We could integrate our method with other molecular computing approaches developed recently. For example, Erik Winfree’s group at the California Institute of Technology came up with impressive “strand displacement cascades,” which could be used to analyze mixtures of oligonucleotides in a similar fashion. In this scheme, strands of DNA combine, joining and displacing one another mostly without the need for any catalysts analogous to the DNA enzymes of our gates. Winfree’s system has been demonstrated with a cascade of five units. In comparison, our present system suffers from becoming prohibitively slow if three layers of gates are combined. MAYA-II, for all its complexity, functions as a single layer of gates and takes around 15 minutes to carry out a move.

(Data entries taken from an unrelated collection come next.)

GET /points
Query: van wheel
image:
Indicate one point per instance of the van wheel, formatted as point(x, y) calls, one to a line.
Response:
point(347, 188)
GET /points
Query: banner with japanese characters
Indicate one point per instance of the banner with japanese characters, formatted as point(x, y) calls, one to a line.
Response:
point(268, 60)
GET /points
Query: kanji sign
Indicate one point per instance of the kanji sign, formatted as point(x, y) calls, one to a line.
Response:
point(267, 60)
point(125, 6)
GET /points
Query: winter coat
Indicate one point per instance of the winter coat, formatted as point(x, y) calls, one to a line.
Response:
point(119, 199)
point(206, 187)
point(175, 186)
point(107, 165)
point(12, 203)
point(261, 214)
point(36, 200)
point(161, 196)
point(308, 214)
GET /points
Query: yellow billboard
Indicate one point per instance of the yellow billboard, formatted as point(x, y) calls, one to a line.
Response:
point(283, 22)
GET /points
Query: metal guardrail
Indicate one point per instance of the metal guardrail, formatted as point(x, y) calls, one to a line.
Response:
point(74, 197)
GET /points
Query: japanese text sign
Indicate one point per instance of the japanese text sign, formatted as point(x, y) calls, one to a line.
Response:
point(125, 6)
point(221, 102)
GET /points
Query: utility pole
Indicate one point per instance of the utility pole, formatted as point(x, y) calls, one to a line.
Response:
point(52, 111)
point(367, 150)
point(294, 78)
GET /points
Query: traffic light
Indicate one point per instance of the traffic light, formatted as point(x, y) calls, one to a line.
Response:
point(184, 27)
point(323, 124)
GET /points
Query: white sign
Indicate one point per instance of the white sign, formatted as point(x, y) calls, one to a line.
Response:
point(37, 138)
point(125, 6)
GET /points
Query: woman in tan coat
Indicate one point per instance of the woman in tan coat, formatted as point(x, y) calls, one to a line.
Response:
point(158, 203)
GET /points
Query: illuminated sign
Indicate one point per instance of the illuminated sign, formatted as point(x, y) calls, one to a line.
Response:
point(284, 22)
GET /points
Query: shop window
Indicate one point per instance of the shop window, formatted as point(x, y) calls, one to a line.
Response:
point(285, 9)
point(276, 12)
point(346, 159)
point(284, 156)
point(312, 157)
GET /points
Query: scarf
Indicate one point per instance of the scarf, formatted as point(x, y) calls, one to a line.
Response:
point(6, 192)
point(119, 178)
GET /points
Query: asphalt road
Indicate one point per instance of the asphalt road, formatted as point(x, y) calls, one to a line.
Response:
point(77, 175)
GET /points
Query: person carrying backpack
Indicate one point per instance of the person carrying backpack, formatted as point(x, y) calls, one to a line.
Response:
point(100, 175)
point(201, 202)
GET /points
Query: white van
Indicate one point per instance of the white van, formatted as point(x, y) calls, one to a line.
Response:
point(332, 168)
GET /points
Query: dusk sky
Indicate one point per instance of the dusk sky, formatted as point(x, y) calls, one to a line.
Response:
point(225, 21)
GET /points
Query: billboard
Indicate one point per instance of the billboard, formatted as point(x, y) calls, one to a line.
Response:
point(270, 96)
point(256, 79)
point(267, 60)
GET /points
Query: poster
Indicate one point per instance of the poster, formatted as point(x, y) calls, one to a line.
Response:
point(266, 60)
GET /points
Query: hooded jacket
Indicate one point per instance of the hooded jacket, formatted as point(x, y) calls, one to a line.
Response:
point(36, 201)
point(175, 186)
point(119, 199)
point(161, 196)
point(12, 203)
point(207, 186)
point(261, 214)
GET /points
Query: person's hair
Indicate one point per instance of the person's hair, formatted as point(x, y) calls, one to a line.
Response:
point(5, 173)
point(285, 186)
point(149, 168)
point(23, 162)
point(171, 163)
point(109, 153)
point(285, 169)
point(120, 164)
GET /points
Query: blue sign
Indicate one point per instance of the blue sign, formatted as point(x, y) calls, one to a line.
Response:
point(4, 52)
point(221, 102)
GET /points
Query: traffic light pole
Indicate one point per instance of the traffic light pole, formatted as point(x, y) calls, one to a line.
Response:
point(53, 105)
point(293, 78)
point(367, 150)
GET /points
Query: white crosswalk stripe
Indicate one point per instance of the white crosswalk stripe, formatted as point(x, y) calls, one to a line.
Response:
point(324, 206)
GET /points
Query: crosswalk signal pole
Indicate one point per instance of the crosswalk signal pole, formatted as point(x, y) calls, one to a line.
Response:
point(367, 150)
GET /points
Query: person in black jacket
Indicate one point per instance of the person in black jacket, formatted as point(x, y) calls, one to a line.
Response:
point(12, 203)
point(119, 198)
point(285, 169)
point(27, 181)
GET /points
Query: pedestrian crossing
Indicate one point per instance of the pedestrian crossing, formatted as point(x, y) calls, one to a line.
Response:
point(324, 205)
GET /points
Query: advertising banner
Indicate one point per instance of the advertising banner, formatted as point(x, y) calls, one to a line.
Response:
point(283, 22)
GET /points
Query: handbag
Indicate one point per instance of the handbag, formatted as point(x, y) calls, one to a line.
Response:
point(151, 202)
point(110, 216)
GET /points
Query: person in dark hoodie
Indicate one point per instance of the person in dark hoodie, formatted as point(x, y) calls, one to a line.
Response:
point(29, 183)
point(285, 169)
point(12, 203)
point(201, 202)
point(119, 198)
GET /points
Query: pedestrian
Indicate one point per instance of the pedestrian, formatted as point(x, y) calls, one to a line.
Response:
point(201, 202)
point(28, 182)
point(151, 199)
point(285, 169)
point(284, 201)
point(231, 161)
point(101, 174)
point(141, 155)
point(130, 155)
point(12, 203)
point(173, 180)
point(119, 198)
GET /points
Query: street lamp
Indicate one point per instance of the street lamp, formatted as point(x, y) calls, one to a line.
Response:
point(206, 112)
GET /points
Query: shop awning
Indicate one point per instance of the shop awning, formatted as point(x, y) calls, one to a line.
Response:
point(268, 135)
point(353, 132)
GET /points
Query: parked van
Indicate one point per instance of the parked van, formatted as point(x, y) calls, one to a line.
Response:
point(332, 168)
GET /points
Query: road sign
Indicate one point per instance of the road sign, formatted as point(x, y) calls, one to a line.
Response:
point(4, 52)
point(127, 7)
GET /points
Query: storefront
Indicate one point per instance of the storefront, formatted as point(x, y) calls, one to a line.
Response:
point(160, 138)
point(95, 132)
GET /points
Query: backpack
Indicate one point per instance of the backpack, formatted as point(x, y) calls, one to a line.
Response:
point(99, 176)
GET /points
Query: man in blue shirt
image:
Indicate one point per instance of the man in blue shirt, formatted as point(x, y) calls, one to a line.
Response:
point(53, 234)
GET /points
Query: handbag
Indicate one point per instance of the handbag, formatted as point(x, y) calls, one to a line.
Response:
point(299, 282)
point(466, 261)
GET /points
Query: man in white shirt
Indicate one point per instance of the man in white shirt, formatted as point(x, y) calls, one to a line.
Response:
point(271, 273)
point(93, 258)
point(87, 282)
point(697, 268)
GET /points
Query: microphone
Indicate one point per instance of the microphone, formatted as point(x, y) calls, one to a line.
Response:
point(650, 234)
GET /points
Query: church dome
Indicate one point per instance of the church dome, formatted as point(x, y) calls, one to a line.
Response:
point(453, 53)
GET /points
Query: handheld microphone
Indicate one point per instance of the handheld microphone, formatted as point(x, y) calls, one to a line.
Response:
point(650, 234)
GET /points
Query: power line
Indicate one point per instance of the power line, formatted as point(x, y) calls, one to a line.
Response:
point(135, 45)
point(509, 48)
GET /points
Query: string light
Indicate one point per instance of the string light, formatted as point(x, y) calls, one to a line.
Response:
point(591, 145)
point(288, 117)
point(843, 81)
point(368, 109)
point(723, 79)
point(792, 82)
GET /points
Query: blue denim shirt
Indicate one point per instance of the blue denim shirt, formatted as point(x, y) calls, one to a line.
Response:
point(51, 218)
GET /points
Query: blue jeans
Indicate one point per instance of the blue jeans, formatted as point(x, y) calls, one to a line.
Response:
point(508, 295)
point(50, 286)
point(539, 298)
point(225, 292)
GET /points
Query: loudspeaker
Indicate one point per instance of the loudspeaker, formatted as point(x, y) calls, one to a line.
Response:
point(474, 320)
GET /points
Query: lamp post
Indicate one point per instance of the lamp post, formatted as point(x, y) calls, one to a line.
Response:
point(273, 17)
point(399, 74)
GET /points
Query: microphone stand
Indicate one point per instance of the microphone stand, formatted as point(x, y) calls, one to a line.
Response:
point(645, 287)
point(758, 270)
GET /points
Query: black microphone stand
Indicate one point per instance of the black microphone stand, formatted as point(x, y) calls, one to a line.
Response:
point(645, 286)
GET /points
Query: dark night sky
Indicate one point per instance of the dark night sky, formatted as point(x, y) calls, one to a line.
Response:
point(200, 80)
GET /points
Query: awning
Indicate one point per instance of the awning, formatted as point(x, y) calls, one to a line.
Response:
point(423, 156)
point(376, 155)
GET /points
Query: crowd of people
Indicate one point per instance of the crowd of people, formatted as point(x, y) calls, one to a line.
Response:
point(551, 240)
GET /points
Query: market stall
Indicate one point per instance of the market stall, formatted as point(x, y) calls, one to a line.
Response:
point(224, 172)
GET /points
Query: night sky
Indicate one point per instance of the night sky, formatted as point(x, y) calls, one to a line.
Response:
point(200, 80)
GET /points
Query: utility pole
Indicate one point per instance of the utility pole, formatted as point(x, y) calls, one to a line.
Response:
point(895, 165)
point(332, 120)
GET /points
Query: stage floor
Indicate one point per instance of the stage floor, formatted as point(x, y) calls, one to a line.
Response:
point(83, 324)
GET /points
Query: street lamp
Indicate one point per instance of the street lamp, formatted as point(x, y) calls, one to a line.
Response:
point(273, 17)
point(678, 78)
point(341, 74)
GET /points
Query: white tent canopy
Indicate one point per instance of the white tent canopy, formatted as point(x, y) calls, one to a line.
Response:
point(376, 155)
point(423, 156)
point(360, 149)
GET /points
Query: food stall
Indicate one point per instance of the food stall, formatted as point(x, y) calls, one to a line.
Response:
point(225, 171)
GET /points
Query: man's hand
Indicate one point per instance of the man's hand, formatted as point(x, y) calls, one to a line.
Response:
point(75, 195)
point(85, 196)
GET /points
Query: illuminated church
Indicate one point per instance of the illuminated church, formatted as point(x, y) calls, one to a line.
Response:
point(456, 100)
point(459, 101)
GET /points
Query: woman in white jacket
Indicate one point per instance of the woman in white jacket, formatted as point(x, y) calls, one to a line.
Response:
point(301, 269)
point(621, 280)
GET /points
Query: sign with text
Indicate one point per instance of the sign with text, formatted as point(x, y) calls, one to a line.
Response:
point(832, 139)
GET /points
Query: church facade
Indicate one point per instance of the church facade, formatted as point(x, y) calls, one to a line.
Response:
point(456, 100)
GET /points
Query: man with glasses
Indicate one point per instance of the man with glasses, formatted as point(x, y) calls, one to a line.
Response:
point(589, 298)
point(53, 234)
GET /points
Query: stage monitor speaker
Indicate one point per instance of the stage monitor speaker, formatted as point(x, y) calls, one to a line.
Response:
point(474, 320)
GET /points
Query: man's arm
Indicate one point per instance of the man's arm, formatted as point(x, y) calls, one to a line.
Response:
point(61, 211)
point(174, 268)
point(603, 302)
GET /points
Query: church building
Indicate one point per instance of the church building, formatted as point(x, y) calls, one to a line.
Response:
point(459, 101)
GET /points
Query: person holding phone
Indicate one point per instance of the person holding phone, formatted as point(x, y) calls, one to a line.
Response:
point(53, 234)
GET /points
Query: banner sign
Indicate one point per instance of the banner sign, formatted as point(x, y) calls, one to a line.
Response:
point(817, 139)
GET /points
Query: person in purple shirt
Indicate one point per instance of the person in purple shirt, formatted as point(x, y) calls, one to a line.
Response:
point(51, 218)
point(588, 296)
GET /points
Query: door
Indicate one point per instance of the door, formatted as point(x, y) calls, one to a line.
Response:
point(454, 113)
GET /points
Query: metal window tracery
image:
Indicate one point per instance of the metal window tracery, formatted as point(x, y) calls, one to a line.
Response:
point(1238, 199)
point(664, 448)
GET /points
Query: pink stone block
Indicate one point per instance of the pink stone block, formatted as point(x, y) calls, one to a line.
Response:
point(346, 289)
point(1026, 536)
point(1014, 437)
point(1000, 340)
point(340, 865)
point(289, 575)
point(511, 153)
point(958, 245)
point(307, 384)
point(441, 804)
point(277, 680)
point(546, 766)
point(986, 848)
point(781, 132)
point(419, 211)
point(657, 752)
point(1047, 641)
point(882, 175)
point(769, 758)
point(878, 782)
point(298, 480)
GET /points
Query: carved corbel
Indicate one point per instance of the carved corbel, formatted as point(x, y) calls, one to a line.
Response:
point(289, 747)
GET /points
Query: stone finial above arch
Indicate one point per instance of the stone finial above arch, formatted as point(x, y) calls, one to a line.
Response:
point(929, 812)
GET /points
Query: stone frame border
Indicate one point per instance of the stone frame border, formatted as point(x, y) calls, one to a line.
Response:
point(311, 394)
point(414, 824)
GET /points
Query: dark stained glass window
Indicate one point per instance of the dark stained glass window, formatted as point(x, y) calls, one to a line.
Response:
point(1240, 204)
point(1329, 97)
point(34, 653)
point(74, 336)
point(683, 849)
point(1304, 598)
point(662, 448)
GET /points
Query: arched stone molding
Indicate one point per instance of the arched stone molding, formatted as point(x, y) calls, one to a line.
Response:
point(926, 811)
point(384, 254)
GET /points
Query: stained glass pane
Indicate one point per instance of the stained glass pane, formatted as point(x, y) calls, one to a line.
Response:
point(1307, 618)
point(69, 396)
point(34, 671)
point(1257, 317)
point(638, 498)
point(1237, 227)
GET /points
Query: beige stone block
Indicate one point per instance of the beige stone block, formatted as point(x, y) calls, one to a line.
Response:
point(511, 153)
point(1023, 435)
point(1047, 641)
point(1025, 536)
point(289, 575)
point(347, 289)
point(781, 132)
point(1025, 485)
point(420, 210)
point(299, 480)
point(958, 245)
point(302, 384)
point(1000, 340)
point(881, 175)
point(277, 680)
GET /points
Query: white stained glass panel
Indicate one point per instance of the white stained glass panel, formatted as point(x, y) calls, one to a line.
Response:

For our decision-making molecules, we are now very confident about putting many gates together, and tasks representing fresh challenges beckon. We hope one day to report a mixture of molecules that can be taught a strategy by playing example games with them or by introducing some selection to eliminate the gates that encode losing strategies. We might then develop automata that we can train to recognize cancer cells. Louis J. Sheehan, Esquire

But perhaps the most important next step of our program is to incorporate new primitives to carry out more functions, such as sensing and moving (or “actuating”). These are automata that would take action based on the presence of a given input. Our plug-and-play system would then be moving well beyond “play” and would be ready for some real work.